DOJ Accuses Apple and Publishers of Conspiring Again in E-Book Case
Apple and the DOJ will meet today to discuss Apple's punishment in the E-Book pricing case, where both submitted new filings to be presented.
However, in an advance of the meeting, both sides have submitted new filings in the case. The Department of Justice said Apple and Publishers have “banded together once again,” arguing for stricter regulation. Apple argued a stay (suspend and proceedings). The five settling publishers argued that the proposed DOJ punishment would hurt them as well since it requires them to allow Apple to discount their ebooks for five years.
Apple also argued that Google and Amazon witnesses were not credible.
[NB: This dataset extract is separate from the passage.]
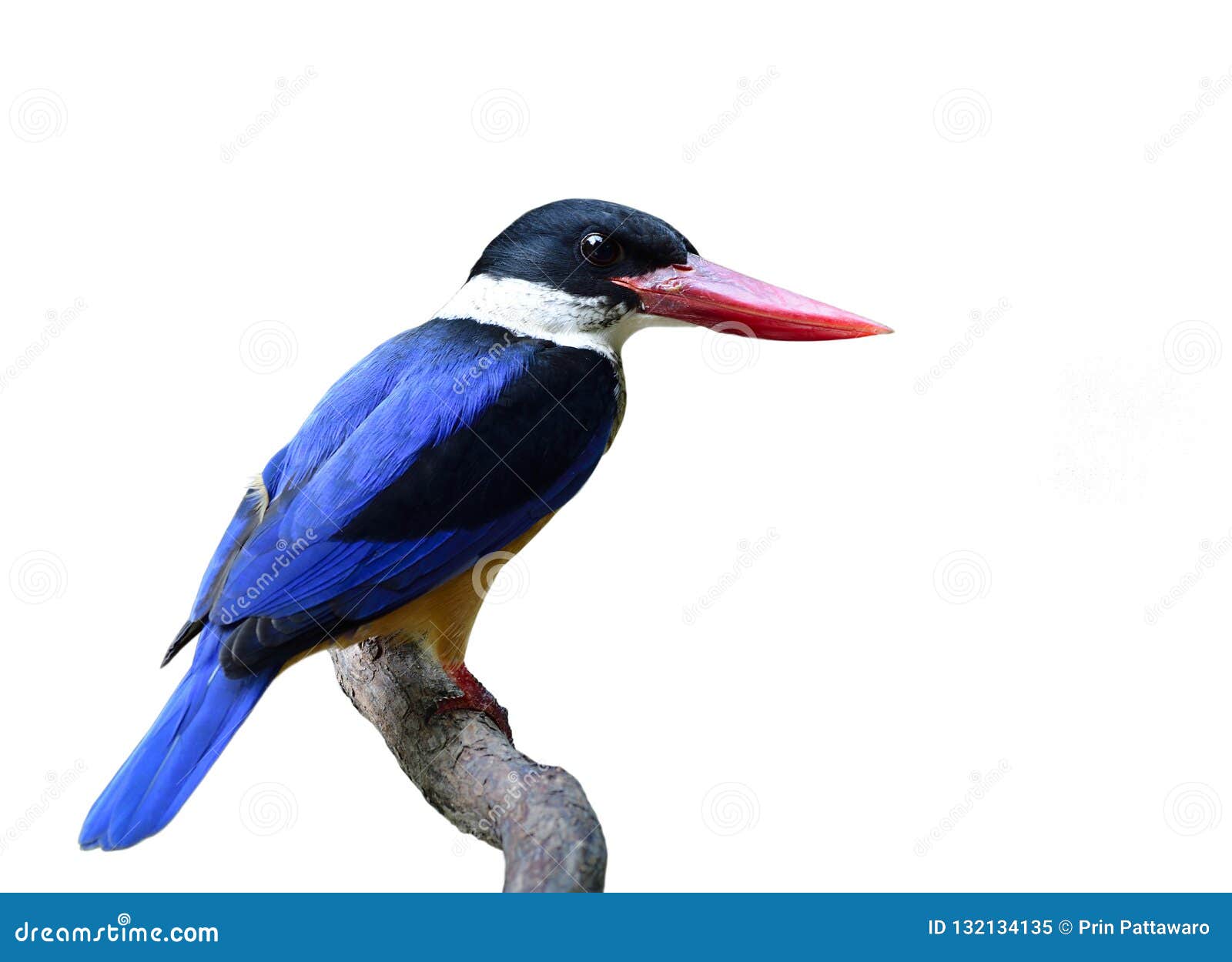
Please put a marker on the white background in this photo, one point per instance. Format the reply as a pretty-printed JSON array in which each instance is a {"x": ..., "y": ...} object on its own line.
[{"x": 960, "y": 558}]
Judge Denise Cote, who is overseeing the case, had asked Apple for a list of evidence that it believes was “improperly admitted, excluded, or disregarded” before or during the trial. Apple submitted that list (PDF); most of the items on it involve testimony that was excluded or disregarded. Apple also says that the court “disregarded serious credibility issues with the Google and Amazon witnesses” and argues that more evidence on Amazon’s internal business workings was needed — including “evidence of Amazon’s pricing algorithms.”
E-Book company Kobo and Washington, DC lobbying firm Consumer Federation of America both requested permission to file amicus curiae in support of the government.